Under 21 U.S.C. § 364(j) — as added by MoCRA — a “serious adverse event” for a cosmetic product is defined as one that results in any of the following:

• Death
• A life-threatening experience
• Inpatient hospitalization
• A persistent or significant disability or incapacity
• A congenital anomaly or birth defect
• Infection
• Significant disfigurement — including serious and persistent rashes, second- or third-degree burns, significant hair loss, or persistent or significant alteration of appearance, other than as intended under the terms of use of the cosmetic

Or any health event that required medical or surgical intervention to prevent any of the above outcomes.

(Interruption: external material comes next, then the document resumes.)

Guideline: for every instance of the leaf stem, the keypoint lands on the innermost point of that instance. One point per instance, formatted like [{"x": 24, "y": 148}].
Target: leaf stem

Two of those categories — infection and significant disfigurement — don’t appear in the dietary supplement SAE definition and are specific to cosmetics. They’re also the most operationally relevant.

A consumer who develops a scalp infection after using a contaminated shampoo — and who goes to a clinic and gets a prescription antibiotic — has experienced a serious adverse event under this definition. So has a consumer who experiences second-degree chemical burns from a hair relaxer used as directed, or significant hair loss from a product that was supposed to be gentle. And critically, that last clause matters: a consumer who visits urgent care for a severe allergic reaction that required epinephrine to prevent anaphylaxis has experienced a serious adverse event, even if they fully recover and feel fine the next day.

The “required medical or surgical intervention” language is what most brands misread. It doesn’t require permanent harm. It requires that the consumer sought and received medical care to prevent the harm from escalating.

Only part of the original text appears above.